Adolphe Saalfeld died at Courtlands, Kew Road, Kew, Surrey on 5 June 1926 aged 61. He was still chairman of the firm which would continue in business until 1954. When his estate was settled on 16 July 1926 his assets were worth £46,902, 19s, 6d and were administered to his widow Gertrude, his nephew Frederick Hans Saville (a druggist) and an optician named Max Wiseman. He was buried in Golders Green Jewish Cemetery in Barnet, London.
His widow Gertrude was never remarried and later moved to Kensington, London where she died on 27 April 1929 aged 76.

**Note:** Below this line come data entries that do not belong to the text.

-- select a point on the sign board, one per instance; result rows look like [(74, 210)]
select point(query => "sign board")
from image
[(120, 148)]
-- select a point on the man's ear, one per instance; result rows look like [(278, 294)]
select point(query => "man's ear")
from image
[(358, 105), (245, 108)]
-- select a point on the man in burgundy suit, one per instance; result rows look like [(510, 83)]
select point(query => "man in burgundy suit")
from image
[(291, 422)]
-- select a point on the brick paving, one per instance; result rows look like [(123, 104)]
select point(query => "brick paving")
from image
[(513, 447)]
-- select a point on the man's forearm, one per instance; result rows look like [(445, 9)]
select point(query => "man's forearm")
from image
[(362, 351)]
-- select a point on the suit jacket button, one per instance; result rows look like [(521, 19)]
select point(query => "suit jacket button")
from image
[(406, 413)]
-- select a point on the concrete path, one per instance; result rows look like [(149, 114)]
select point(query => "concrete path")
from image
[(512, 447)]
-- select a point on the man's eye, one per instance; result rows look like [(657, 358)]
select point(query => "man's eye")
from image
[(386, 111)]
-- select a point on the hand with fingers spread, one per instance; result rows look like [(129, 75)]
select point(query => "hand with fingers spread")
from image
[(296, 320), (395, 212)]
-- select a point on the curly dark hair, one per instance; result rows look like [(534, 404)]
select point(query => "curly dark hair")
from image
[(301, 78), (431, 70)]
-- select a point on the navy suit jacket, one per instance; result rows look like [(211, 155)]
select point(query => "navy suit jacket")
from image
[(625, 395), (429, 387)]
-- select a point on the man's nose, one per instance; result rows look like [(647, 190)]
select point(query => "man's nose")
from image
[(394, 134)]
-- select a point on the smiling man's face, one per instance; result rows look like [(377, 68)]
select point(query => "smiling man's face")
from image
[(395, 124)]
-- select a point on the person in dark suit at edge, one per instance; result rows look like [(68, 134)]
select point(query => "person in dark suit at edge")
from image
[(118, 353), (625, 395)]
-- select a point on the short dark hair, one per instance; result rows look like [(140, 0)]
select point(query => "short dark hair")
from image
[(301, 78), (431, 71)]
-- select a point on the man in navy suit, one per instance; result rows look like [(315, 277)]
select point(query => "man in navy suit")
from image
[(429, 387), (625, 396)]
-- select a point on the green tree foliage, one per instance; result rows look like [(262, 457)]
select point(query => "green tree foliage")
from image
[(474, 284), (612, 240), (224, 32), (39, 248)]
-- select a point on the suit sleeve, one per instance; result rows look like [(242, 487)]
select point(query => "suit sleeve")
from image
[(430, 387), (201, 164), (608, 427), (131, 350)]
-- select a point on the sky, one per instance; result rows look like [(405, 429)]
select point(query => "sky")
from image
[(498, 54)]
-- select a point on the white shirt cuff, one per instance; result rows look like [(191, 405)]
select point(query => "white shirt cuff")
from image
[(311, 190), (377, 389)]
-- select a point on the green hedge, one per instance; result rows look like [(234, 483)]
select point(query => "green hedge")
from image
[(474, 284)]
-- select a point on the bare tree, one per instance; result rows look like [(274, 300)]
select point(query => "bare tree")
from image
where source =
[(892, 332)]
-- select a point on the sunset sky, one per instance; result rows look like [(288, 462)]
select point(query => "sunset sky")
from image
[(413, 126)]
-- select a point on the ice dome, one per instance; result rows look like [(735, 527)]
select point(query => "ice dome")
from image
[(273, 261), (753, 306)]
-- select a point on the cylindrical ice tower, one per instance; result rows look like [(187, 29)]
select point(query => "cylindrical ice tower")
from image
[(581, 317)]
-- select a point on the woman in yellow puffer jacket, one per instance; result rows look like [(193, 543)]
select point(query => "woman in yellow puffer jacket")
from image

His nephew Paul Danby was later imprisoned in England throughout World War One for being an ethnic German and after the conflict he and his family fled to the Netherlands. Following the Nazi invasion of that country Danby, his wife and elderly mother Clara were rounded up by the Nazis and imprisoned in the Sobibór death camp in Poland where they met their deaths in 1943. His two daughters survived the Holocaust and after the war one daughter, Margaret, lived in Amsterdam where she died in 1990, whilst the second, Ellen, moved to Canada where she died in 2016 aged 95. Margaret kept the letter sent by her father from the Titanic and it passed to her sister after her death; it was later privately auctioned.
Years later a recovery expedition to the wreck of the Titanic recovered a small leather pouch containing Saalfeld's perfumes, still intact; even after many years at the bottom of the ocean the scents retained their fragrance.